I debugged a problem for a friend of mine over the last day. He had installed bbPress on a server which also had WordPress on it, and his WordPress site just suddenly stopped serving comments and pages, and started killing the database server instead.
In the end (after a day of considering this and that and a lot of head-scratching), it turns out that the bbPress installation had been done using the same table prefix as the WordPress one.
See, when a web app is installed, it usually installs a load of database tables. The way to avoid these tables overwriting each other is to “namespace” them. The most common method is to simply place a unique prefix in front of the table names.
For example, WordPress and bbPress both have tables for posts. The default installation is to name them wp_posts and bb_posts, respectively, using wp_ and bb_ as prefixes. KFM does that as well, using kfm_ by default.
In the current case, what happened is that the bbPress installation was done using wp_ as the prefix, and some of the WordPress tables were then changed to match what bbPress expected.
In the case of wp_posts, the field post_status was changed from a varchar holding values such as “publish” or “draft”, to a smallint holding just ’1′ or ’0′. This had the immediate effect of unpublishing over 6000 articles on the blog. (aside: oi, WordPress – why are you not using enums?)
A few hours, spread over a day or so, were spent figuring that out then fixing that.
So, what actually happened? Why was wp_ used as the prefix?
Let’s look at the WordPress installation.
When you install a copy of WordPress, the first thing you do is fill in the database details. This is the field for the prefix:
<input id="prefix" type="text" size="25" value="wp_" name="prefix"/>
Notice the name, “prefix”. A lot of browsers these days include auto-fill, which is sometimes useful. When encountering a form, the browser would fill in the details that it already knows, such as email address, etc.
The problem, though, is that sometimes, autofill might fill in details that really should be left blank or at their default states.
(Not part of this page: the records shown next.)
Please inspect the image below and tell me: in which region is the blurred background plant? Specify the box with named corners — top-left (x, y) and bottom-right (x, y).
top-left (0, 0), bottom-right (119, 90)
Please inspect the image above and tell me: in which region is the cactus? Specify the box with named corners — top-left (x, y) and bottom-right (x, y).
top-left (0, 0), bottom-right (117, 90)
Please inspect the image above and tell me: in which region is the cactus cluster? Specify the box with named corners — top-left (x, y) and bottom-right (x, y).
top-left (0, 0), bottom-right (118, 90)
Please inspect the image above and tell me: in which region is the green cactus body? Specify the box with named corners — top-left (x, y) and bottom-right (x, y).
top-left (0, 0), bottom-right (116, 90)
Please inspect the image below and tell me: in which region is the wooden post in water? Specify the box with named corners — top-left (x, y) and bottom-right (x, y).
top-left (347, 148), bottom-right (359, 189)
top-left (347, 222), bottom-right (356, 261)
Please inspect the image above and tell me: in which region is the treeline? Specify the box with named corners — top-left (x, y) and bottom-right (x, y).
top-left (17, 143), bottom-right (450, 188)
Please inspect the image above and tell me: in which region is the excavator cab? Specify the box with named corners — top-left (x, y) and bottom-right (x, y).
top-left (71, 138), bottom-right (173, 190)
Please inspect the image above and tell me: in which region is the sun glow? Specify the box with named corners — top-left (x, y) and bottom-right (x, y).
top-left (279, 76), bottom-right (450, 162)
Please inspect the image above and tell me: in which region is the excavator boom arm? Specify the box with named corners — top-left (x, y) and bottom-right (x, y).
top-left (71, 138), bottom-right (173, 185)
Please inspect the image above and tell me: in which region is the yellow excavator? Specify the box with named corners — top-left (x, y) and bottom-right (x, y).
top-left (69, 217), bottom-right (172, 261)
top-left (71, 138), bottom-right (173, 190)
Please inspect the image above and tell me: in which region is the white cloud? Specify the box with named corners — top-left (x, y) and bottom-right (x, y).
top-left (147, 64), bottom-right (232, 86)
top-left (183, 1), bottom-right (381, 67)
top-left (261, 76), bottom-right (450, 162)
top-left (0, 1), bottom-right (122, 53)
An example of this is in phpBB, the popular forum software – whenever an admin goes to edit a user’s details, autofill in Firefox tends to fill in the “password” field in the user form, but it really shouldn’t do that, and can potentially break a user’s account.
This is actually quite easy to fix, though, in the installer – the installation program just needs to change to use a different name for its input box:
<input id="prefix" type="text" size="25" value="wp_" name="wp_prefix"/>
Now the value should only be autofilled by values recorded from other WordPress installations, and should not affect future installations of other software.
The thing is, this is not what broke the system I was fixing.
Let’s look at the bbPress installation.
When writing bbPress, more thought appears to have gone into the installation. The only fields visible here are database name, user, and password. These are the most commonly changed details, so are shown prominently.
There is an “advanced” checkbox. When clicked, this shows fields that should only be changed if you are sure of what they do:
The fields shown here rarely need to be changed. They include database host, collation, character set and table prefix.
The default character set is UTF8, and I can’t imagine why anyone would need anything other than that (that also covers collation). My own opinion is that these ones shouldn’t even be in advanced – they should be hard-coded.
There are not many reasons why the table prefix would ever need to be changed, but in the case I was troubleshooting, the database host was held on a separate server to the site itself.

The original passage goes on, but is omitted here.